JSON to Go Struct Converter
Paste JSON to generate Go struct definitions with json tags. 100% client-side.
How to Convert JSON to Go Structs
- Paste your JSON into the input area on the left.
- Choose a mode — Struct (basic json tags), Inline Tags (compact), or Omitempty (add omitempty to all fields).
- Copy or download the generated Go code using the buttons above the output.

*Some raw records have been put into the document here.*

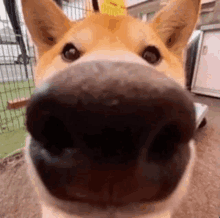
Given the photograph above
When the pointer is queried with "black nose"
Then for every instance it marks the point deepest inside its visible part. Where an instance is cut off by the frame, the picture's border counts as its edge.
(110, 111)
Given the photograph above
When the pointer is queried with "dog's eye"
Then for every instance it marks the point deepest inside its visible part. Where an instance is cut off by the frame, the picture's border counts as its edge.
(151, 54)
(70, 53)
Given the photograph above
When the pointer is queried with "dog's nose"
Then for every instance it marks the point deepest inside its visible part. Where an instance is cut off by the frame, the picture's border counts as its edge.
(110, 106)
(110, 112)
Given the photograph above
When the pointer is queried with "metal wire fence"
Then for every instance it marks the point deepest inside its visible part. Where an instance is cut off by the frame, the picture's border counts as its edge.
(16, 70)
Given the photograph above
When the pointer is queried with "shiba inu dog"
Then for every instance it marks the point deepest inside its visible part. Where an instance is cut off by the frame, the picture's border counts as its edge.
(110, 121)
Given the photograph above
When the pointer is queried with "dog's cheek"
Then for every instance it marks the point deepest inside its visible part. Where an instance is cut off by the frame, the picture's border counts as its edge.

- Paste into your Go project and import
encoding/jsonto use immediately.
Understanding Go Struct Tags
Go uses struct field tags to control how the encoding/json package serialises and deserialises data. Without tags, the encoder uses the exact Go field name (PascalCase), which rarely matches JSON APIs that use camelCase or snake_case. This converter automatically generates the correct json tag for every field based on the original JSON key name, ensuring your Go code works with any JSON API out of the box.
Output Modes Explained
- Struct — Standard Go struct with
`json:"field_name"`tags. The default mode, compatible with all standard Go JSON workflows. - Inline Tags — Same as Struct but places all fields on a single line with the tag on the same line. Produces more compact output useful for reviewing many fields at once.
- Omitempty — Adds
,omitemptyto every json tag. When marshalling back to JSON, fields with zero values (empty string, 0, false, nil) are omitted from the output. Use this for optional API request payloads.
Go Type Mapping from JSON
- JSON string →
string - JSON integer number →
int64 - JSON floating-point number →
float64 - JSON boolean →
bool - JSON null →
interface{} - JSON array of strings →
[]string - JSON array of objects →
[]ChildStruct - JSON nested object → separate named struct
Using Generated Structs with encoding/json
Once you paste the generated struct into your Go file, you can use it immediately with the standard library. To decode a JSON API response: var result RootObject; json.Unmarshal(body, &result). To encode a struct to JSON for an HTTP request: data, _ := json.Marshal(myStruct). The json tags guarantee that Go field names like UserName correctly map to JSON keys like user_name or userName.
Naming Conventions in Go
Go requires exported (public) struct fields to start with an uppercase letter. This converter always generates PascalCase field names to ensure all fields are exported and accessible from other packages. The original JSON key is preserved verbatim in the json tag so round-trip serialisation is lossless. For example, the JSON key first_name becomes the Go field FirstName with tag `json:"first_name"`.
Handling Nested and Array Types
Nested JSON objects become separate Go struct definitions. The converter generates child structs before the parent so the file compiles immediately without reordering. Arrays of primitive values become Go slices ([]string, []float64). Arrays of objects become slices of a named struct type, with the struct automatically generated and included in the output. Empty arrays default to []interface{} since the element type cannot be inferred.
Go JSON vs. Other Languages
Go's approach to JSON differs from dynamic languages like Python or JavaScript. In Go, you must explicitly define the structure of your data as a struct before you can decode JSON into it. This strict typing catches mismatches between your expected schema and actual API responses at compile time or during testing. It also enables IDE autocompletion and safe refactoring. For comparison, see our JSON to TypeScript converter for a similar statically typed workflow, or JSON to Python Dataclass for Python's equivalent.
Working with the Go Ecosystem
The generated structs work with all major Go JSON libraries beyond the standard library: github.com/json-iterator/go for faster encoding, github.com/go-json-experiment/json (the experimental v2 API), and github.com/bytedance/sonic. All of these respect the standard json: struct tag format. If you use GORM for database access, you can combine json tags with gorm tags on the same field: `json:"name" gorm:"column:name"`.